W Raciborzu chcą edukować przed blokowiskiem
W Raciborzu ma ruszyć szkoła mobilna. To projekt wywodzący się z Belgii; realizowany jest m.in. w Ameryce Południowej, Afryce, Azji, Rumunii i Grecji. W Polsce w nielicznych miejscowościach m.in. w Bytomiu, Krakowie i Warszawie.

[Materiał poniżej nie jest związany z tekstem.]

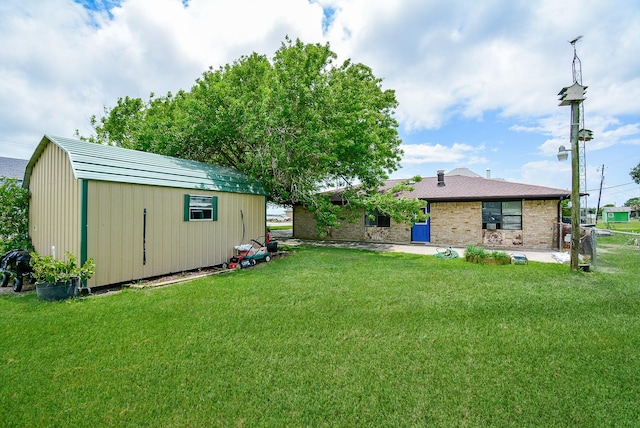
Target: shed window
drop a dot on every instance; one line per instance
(198, 207)
(377, 219)
(502, 215)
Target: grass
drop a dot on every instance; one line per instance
(337, 337)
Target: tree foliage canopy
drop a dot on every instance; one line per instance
(14, 216)
(297, 123)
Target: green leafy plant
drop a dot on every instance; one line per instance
(14, 217)
(49, 270)
(475, 254)
(501, 257)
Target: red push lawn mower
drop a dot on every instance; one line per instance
(249, 255)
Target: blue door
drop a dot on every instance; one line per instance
(421, 232)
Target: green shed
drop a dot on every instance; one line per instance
(616, 214)
(137, 214)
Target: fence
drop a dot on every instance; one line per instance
(588, 240)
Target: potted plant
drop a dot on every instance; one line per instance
(59, 279)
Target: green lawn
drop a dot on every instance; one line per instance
(337, 337)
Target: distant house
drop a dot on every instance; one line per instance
(137, 214)
(463, 209)
(13, 168)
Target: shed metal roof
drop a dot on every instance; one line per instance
(12, 168)
(109, 163)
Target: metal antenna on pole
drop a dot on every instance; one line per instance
(576, 69)
(576, 66)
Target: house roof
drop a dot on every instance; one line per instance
(12, 168)
(463, 171)
(470, 188)
(617, 209)
(109, 163)
(462, 187)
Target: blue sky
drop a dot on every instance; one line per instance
(477, 82)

Szkoła mobilna to skrzynia na czterech kółkach, która bawi, uczy, zaskakuje oraz kryje w sobie wiedzę przydatną w codziennym życiu. Rozstawia się ją w miejscach, gdzie przebywają dzieci, głównie na ulicach, boiskach, skwerach, wśród blokowisk i w zaułkach. W Raciborzu projekt realizuje Stowarzyszenie na Rzecz Rozwoju Dzieci, Młodzieży i Rodziny „Pomocna Dłoń”. Wykorzystanie mobilnych technologii ma przyczynić się do większej skuteczności działań Stowarzyszenia, a co za tym idzie zminimalizowania negatywnych działań społecznych, m.in.: włóczęgostwa czy alkoholizmu u młodych osób.

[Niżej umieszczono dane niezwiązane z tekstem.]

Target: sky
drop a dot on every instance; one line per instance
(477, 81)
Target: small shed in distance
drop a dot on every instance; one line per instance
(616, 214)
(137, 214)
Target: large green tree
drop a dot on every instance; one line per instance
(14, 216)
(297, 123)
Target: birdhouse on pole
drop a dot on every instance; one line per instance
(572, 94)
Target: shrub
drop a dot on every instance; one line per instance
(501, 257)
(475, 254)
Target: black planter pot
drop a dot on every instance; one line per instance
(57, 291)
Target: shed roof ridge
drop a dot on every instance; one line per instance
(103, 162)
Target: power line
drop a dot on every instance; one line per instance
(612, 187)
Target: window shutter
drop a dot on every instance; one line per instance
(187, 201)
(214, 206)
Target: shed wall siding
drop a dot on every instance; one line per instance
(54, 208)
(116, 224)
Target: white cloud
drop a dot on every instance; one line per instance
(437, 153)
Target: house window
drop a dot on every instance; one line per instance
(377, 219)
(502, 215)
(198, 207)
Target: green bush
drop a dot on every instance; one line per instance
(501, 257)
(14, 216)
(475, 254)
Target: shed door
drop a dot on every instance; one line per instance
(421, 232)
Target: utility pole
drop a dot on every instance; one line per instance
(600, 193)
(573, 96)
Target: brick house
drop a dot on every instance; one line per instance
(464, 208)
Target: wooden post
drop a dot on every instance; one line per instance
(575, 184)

Działania realizowane są w ramach projektu wspieranego finansowo przez Urząd Miasta w Raciborzu. Dzisiaj (5.11) zorganizowano spotkanie inaugurujące. Wzieli w nim udział nie tylko uczestnicy projektu, ale również przedstawiciele organizacji, które na co dzień wspierają działania Stowarzyszenia, m.in. szefowa raciborskiego sądu Marzena Korzonek, Mirosław Szymański, rzecznik prasowy Komendy Powiatowej Policji w Raciborzu czy asystenci rodziny.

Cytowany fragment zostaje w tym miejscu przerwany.